At that time the witness also asked UJC whether he felt it would be too great a compromise of his principles to soft peddle his Unified Field Theory until after he could be rescued from his predicament. "I have not been giving it the hard sell," UJC said. "I merely explained that this was my personal perspective of reality. That no one had ever shown me an error in my reasoning, and therefore, since it seems to work well for me, I can see no reason to change my perspective. I suggested that they send my equations to Harvard or M.I.T. to see if there were any errors in my formula."

This witness feels personally incapable of making an accurate determination as to whether UJC's Unified Field Theory is profound or fantastic; however, having observed Mr. Urban on a daily basis for an average of twelve to eighteen hours a day over a period of four months, there are certain personal observations that can be made without reservation. During that period UJC concentrated his effort to communicate his ideas, beliefs, and opinions without ever being aggressive or threatening. He was conscientious and responsible in his endeavors and personal hygiene, despite the handicaps of social ostracization which he suffered as a result of indigence.
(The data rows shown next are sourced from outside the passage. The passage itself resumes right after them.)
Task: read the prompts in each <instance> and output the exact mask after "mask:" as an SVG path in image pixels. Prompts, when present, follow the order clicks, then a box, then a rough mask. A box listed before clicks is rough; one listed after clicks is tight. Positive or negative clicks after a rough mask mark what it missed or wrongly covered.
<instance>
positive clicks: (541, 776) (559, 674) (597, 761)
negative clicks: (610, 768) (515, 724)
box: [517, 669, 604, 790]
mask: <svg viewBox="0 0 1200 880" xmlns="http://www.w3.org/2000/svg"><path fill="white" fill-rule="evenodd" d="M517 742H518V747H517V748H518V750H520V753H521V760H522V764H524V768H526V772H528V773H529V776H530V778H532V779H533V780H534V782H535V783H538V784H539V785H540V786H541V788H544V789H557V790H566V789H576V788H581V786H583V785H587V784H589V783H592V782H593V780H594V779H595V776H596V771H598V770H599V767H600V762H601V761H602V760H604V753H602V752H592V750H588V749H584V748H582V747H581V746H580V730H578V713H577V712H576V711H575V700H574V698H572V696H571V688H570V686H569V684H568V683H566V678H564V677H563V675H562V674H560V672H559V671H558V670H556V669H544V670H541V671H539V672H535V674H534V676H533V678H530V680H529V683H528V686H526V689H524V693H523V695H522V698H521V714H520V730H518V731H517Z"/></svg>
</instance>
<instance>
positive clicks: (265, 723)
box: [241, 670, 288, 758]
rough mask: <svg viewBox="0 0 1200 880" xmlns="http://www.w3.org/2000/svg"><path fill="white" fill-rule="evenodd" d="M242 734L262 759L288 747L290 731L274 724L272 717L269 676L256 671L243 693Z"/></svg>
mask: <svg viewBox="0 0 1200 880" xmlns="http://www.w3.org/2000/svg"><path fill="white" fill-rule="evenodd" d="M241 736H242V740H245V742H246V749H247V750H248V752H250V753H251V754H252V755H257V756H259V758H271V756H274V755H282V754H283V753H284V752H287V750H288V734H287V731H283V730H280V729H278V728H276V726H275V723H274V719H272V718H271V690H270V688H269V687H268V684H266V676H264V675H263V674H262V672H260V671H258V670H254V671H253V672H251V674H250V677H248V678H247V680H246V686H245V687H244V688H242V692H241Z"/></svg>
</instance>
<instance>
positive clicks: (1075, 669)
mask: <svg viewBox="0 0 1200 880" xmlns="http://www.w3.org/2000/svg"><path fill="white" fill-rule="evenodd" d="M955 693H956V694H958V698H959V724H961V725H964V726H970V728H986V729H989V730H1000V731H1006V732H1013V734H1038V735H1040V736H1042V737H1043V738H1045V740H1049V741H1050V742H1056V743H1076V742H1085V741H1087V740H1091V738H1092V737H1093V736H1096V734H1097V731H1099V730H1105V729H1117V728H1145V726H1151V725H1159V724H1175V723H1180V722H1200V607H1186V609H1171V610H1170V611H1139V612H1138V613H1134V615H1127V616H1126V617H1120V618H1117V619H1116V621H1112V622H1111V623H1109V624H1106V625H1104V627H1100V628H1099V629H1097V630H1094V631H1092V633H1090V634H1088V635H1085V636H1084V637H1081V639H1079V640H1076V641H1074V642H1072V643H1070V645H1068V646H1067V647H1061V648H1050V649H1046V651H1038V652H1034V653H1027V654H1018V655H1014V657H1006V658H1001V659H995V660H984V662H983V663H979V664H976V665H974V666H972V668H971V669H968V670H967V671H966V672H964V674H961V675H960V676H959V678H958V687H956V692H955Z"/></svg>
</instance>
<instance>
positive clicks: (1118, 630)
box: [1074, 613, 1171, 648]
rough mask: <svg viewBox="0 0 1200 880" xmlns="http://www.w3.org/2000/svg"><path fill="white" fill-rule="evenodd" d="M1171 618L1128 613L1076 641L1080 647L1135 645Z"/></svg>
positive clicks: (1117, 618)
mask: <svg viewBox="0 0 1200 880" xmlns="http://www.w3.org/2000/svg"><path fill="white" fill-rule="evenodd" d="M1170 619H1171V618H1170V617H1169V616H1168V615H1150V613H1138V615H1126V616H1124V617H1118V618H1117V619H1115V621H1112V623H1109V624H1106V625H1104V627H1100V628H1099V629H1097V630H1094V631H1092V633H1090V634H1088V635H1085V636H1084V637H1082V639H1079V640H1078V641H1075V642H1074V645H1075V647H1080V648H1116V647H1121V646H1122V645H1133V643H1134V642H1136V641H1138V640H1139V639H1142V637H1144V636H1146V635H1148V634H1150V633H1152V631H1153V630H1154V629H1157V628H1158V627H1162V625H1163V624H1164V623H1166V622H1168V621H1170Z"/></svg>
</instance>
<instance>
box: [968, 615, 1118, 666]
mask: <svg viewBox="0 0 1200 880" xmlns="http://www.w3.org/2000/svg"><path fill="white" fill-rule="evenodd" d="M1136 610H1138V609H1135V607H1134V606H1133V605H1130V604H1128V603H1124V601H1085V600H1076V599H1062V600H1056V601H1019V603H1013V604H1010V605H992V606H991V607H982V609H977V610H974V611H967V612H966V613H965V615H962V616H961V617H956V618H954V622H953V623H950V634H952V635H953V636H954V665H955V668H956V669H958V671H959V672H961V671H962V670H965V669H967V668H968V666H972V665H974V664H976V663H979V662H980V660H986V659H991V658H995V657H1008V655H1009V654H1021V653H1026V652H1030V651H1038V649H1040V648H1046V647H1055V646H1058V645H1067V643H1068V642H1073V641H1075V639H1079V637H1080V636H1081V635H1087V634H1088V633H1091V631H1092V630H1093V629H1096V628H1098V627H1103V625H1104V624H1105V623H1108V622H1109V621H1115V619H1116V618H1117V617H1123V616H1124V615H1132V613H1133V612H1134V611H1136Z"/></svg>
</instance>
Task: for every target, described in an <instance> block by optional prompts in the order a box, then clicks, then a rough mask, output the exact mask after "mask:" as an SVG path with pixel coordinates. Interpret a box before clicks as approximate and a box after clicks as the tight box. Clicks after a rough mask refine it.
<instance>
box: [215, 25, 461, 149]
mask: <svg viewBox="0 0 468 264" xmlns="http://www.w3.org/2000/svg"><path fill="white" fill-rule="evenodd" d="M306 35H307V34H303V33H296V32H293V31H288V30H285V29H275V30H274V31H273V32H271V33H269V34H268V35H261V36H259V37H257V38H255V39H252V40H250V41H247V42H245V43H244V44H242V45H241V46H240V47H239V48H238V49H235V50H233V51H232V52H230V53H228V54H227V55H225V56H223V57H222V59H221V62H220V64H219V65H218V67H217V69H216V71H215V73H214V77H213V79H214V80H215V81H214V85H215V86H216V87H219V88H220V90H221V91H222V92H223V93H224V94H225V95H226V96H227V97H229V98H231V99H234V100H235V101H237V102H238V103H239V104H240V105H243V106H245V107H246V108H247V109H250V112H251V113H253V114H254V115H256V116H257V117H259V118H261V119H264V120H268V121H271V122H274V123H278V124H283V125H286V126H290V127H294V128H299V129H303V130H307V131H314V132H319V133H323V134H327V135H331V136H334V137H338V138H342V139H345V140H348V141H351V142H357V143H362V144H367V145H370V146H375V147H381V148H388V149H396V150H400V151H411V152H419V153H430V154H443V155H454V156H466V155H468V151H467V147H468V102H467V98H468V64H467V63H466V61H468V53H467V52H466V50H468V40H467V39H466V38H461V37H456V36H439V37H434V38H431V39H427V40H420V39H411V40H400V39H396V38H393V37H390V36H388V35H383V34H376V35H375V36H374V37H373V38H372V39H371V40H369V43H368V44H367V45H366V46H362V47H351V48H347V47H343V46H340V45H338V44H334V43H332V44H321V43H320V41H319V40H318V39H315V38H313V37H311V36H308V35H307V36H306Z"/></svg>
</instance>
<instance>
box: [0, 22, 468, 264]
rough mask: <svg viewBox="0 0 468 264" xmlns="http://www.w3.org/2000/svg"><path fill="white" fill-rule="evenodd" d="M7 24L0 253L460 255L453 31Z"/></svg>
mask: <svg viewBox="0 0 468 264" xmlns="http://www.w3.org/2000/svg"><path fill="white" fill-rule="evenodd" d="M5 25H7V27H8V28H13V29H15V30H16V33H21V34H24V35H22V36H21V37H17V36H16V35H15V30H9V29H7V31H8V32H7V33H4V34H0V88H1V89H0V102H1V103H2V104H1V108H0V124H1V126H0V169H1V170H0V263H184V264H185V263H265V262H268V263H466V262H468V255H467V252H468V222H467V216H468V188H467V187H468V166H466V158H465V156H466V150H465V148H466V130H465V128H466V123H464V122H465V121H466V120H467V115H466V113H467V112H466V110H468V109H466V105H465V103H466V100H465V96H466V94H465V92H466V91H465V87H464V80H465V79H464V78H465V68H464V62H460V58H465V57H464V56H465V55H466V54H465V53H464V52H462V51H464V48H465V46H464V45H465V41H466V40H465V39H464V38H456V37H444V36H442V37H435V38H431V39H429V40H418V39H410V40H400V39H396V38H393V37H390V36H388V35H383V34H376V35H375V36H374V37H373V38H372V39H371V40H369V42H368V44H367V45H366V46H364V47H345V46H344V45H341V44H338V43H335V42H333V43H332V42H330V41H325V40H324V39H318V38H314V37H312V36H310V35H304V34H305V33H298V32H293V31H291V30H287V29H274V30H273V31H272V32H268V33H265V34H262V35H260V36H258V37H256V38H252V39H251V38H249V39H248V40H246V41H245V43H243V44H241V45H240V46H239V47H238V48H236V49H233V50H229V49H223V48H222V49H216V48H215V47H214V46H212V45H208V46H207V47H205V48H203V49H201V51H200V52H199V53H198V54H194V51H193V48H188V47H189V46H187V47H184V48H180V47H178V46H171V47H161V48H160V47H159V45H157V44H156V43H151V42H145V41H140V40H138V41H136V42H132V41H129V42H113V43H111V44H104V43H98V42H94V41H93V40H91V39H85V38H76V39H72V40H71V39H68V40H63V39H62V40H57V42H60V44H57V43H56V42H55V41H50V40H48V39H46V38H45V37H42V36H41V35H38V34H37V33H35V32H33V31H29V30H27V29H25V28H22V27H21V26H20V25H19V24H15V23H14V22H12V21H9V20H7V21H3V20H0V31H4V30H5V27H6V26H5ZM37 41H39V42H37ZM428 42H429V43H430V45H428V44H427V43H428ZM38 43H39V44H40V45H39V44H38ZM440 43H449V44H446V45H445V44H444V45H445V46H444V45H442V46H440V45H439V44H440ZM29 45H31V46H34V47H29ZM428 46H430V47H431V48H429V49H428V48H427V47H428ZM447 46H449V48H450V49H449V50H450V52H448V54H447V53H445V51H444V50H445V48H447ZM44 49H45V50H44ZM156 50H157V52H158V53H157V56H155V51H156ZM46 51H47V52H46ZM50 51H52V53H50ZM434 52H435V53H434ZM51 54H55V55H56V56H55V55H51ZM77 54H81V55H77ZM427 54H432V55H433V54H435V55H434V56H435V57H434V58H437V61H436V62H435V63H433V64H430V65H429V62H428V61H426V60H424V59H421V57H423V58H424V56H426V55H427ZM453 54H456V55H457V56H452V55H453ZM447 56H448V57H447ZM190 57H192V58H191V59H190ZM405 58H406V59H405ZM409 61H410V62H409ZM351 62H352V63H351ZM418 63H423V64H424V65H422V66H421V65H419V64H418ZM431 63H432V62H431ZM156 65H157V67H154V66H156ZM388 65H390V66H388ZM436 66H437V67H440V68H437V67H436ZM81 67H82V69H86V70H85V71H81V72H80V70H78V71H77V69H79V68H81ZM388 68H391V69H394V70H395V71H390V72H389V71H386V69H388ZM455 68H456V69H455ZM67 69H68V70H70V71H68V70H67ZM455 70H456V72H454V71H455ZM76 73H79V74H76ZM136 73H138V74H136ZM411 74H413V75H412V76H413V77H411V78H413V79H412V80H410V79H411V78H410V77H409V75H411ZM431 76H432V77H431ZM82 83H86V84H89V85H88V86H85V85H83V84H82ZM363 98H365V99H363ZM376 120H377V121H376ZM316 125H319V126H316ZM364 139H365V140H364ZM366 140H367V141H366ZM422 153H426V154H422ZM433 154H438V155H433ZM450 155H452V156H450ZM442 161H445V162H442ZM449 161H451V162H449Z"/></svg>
He was always independent, and never refused to be of assistance when needed.

Even assuming that UJC has believed in an erroneous Unified Field Theory for the last 32 of his 35 years, personally the witness would prefer him for a neighbor to a man who professed to protect us with an arsenal capable of ending all life on earth. The former misconception seems less lethal than the latter insanity.

UJC doesn't smoke, drink, or use drugs. Because he had refused the "psychotropic" medications which the hospital administration feels to be the only hope of getting Mr. Urban to see things from the perspective of the system, Judge Johnson ordered that Mr. Urban be given Prolixin, if necessary by force.

It is difficult to imagine how a system which professes to uphold the principle of individual freedom of belief could possibly order an individual to undergo chemotherapy in order to alter beliefs the validity of which that system had not bothered to ascertain.

Pursuant to the observations of this witness, the only logical conclusions he can draw are:

- AT BEST the arresting officer was ignorant, Mr. Chisholm was incompetent, Magistrate Dwyer ignored the most fundamental principles of the Constitution, the U.S. Federal Marshals acted the part of strongarm bullies, the staff of St. Elizabeth's played the role of devotion to the status quo, and Judge Norma Johnson illustrated absolute disregard for human rights, simple human dignity, and the most fundamental precepts of the Judeo-Christian ethic.